Splunk Operator: splunk_indexer : Remove existing HEC token results in failed indexer pod startup
Opened this issue · 1 comments
gjanders commented
Please select the type of request
Bug
Tell us more
Describe the request
- I'm upgrading from splunk operator 2.2.0 to version 2.5.2, and also attempting to use Splunk 9.1.4.
Expected behavior
- The indexer pods should start without an error
Splunk setup on K8S
- Multisite cluster with cluster manager
Reproduction/Testing steps
- When the pods are upgraded they throw an error, rolling back the splunk image to version docker.io/splunk/splunk:9.0.3-a2 stops the issue occurring so I'm unsure if this is an issue in the docker image or operator or a combination.
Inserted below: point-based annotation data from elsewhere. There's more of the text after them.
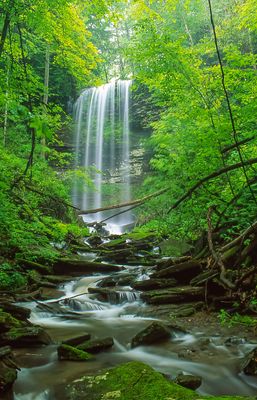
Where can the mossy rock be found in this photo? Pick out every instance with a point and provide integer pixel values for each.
(70, 353)
(23, 336)
(7, 377)
(96, 345)
(153, 333)
(7, 321)
(130, 381)
(250, 364)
Additional context(optional)
In the operator I used:
image:
repository: docker.io/splunk/splunk:9.1.4
splunkOperator:
enabled: true
clusterWideAccess: true
# Specify volumes for Splunk Operator pod, append additional volumes to list
# reference: https://kubernetes.io/docs/concepts/storage/volumes/
volumes:
- name: app-staging
persistentVolumeClaim:
claimName: splunk-operator-app-download
# Specify volume mounts for the manager container, append additional volume mounts to list
# reference: https://kubernetes.io/docs/tasks/configure-pod-container/configure-volume-storage/
volumeMounts:
- mountPath: /opt/splunk/appframework/
name: app-staging
The logs show:
│ TASK [splunk_indexer : Remove existing HEC token] ****************************** │
│ fatal: [localhost]: FAILED! => { │
│ "changed": false, │
│ "elapsed": 0, │
│ "redirected": false, │
│ "status": -1, │
│ "url": "https://127.0.0.1:8089/services/data/inputs/http/splunk_hec_token", │
│ "warnings": [ │
│ "Module did not set no_log for password" │
│ ] │
│ } │
│ │
│ MSG: │
│ │
│ Status code was -1 and not [200, 404]: Request failed: <urlopen error [SSL: CERTIFICATE_VERIFY_FAILED] certificate verify failed: self signed certificate in certificate chain (_ssl.c:1091)> │
│ │
│ PLAY RECAP ********************************************************************* │
│ localhost : ok=82 changed=8 unreachable=0 failed=1 skipped=61 rescued=0 ignored=0 │
I've tested adding SSL certificates into the deployment without success so far.
The cluster manager pod doesn't seem to have an issue here, only the indexer pods
Under defaults: I tested:
config:
env:
verify: false
And also setting SSL config via;
defaults:
splunk:
ssl:
ca: /mnt/peers-splunk-ca/tls.crt
cert: /mnt/peers-splunk-cert/tls.crt
Without any success
satellite-no commented
We believe this to be due to the verify
flag in the underlying splunk-ansible configuration steps. Open PR https://github.com/splunk/splunk-ansible/pull/818/files is to address this issue.